The Smell of Rain


A TrueStory
Author Anonymous



A cold March wind danced around the dead of night in Dallas, Texas as
the doctor walked into the small hospital room of Diana Blessing. Still
groggy from surgery, her husband David held her, bracing themselves for
the latest news. That afternoon, March 10, 1991, complications forced
Diana, only 24 weeks pregnant, to undergo emergency surgery. At 12
inches long and weighing only one pound, 9 ounces, Danae Lu arrived by
cesarean delivery. They already knew she was perilously premature.
Still, the doctor's soft words dropped like bombs. "I don't think she's
going to make it," he said as kindly as he could. "There's only a 10%
chance she will live through the night. If by some slim chance she does
make it, her future could be a very cruel one."

Numb with disbelief, David and Diana listened as the doctor described
the devastating problems Danae could face if she survived. She would
never walk, nor talk--- probably be blind; prone to other catastrophic
conditions from cerebral palsy to complete mental retardation, and on
and on. Through the dark hours of morning as Danae held onto life by the
thinnest thread, Diana slipped in and out of drugged sleep, growing more
and more determined their daughter would live to be a happy, healthy
young girl. Fully awake, David knew he must confront his wife with
inevitable. David walked in and said that they needed to talk about
making funeral arrangements. Diana remembers saying, "No, that is not
going to happen. Danae is not going to die. One day she will be just
fine and she will be coming home with us."
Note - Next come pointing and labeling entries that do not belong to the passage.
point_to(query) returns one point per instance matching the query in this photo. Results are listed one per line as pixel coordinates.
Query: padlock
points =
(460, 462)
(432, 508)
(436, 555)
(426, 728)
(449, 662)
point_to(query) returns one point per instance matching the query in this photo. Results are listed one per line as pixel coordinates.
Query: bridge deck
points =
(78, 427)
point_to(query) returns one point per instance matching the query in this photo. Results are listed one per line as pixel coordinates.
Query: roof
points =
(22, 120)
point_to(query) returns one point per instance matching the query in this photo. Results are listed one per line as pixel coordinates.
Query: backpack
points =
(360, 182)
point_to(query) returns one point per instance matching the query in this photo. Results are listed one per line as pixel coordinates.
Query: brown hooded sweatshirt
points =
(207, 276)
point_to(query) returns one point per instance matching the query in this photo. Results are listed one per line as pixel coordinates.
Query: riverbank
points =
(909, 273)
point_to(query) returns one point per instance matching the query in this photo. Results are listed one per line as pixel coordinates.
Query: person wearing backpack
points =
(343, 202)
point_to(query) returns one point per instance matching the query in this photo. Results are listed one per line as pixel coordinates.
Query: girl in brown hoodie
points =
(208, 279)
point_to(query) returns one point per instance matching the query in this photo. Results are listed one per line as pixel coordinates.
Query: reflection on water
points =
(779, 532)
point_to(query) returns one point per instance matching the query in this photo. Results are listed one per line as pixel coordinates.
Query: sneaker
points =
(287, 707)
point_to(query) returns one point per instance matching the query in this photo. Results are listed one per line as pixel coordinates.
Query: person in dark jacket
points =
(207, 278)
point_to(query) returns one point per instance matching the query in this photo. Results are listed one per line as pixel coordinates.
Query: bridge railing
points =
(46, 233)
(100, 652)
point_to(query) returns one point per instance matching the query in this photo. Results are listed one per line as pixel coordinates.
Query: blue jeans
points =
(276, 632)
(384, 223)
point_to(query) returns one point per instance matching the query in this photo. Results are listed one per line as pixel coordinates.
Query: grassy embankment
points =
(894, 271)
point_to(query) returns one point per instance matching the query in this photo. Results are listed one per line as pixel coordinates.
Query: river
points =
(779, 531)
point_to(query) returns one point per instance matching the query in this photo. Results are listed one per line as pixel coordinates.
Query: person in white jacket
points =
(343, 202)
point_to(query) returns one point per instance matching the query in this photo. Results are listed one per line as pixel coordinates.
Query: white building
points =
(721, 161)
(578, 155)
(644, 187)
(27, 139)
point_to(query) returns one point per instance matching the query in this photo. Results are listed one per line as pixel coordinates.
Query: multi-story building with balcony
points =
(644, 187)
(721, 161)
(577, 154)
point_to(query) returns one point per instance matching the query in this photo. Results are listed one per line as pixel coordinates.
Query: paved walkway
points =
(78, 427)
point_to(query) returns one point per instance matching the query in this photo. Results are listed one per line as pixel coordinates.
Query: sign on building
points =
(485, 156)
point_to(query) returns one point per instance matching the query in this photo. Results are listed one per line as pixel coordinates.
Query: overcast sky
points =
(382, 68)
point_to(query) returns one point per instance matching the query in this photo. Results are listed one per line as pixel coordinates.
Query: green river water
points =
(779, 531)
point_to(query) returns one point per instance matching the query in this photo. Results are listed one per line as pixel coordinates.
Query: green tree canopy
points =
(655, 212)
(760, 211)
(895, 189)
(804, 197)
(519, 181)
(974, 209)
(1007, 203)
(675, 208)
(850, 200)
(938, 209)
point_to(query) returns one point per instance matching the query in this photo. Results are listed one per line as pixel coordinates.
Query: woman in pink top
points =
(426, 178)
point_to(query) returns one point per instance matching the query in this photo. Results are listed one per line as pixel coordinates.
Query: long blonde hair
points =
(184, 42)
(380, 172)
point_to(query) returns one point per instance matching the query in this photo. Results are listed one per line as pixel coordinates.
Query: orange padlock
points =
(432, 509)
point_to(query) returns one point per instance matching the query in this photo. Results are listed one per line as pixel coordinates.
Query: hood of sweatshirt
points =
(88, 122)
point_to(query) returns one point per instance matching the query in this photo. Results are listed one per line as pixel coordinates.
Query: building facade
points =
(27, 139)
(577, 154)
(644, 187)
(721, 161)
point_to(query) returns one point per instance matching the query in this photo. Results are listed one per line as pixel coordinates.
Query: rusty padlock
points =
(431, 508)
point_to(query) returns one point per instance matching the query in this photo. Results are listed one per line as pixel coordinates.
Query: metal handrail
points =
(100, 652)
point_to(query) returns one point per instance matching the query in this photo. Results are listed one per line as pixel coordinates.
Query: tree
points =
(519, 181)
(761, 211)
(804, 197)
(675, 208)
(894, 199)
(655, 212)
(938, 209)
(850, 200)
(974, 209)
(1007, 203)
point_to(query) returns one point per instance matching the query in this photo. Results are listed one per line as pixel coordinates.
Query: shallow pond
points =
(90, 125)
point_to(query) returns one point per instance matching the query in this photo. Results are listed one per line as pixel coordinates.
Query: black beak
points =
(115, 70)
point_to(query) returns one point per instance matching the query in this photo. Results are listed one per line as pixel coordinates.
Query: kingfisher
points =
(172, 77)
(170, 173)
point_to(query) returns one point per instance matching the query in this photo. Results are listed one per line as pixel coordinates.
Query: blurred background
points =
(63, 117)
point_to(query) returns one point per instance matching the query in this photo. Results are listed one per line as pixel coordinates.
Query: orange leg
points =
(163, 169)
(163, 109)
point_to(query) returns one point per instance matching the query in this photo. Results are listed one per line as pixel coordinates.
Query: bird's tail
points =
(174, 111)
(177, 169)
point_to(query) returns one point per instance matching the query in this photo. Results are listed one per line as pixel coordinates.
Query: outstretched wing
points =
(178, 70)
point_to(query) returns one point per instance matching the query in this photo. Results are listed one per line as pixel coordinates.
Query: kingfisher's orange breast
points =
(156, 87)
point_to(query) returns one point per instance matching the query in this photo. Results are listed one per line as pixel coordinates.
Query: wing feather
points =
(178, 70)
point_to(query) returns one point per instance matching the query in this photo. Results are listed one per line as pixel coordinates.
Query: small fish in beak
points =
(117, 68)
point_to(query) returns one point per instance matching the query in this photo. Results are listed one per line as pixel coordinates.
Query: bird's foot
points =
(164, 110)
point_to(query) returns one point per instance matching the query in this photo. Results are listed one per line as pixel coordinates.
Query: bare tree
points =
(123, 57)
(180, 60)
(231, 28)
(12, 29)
As if willed to live by Diana's determination, Danae clung to life hour
after hour. But as those first days passed, a new agony set in for David
and Diana because Danae's underdeveloped nervous system was essentially "raw."
Kisses or caresses only intensified her discomfort, so they couldn't
even cradle their tiny baby against their chest. All they could do as
Danae struggled beneath the ultra violet light was to pray that God
would stay close to their precious little girl.



At last when Danae turned two months old, her parents were able to hold
her for the very first time. Two months later, Danae went home from the
hospital just as her mother predicted, even though doctors grimly warned
that her chances of surviving, much less a normal life,were almost zero.

Today, Danae is a petite but feisty young girl with glittering gray eyes
and an unquenchable zest for life. She shows no signs whatever of any mental or
physical impairments. Danae is everything a little girl can be and more
- but that happy ending is far from the end of the story.


One blistering summer afternoon in 1996 in Irving, Texas, Danae was
sitting in her mother's lap at the ballpark where her brother Dustin's
baseball team was practicing. As always Danae was busy chattering when
she suddenly fell silent. Hugging her arms across her chest, Danae asked
her mother, "Do you smell that?" Smelling the air and detecting a
thunderstorm approaching, Diana replied, "Yes, it smells like rain."

Danae closed her eyes again and asked, "Do you smell that?" Once again
her mother replied, "Yes, I think we're about to get wet - it smells
like rain." Caught in the moment, Danae shook her head, patted her thin
shoulders and loudly announced, "No, it smells like HIM. It smells like
God when you lay your head on HIS chest."

Tears blurred Diana's eyes as Danae then happily hopped down to play
with other children before the rain came. Her daughter's words
confirmed, at least in their hearts, what Diana and all the members of
the Blessing family had known all along.

During those long days and nights of her first two months of her life,
when her nerves were too sensitive for them to touch her, God was
holding Danae on HIS chest, and it is His loving scent that she
remembers well.., the smell of rain.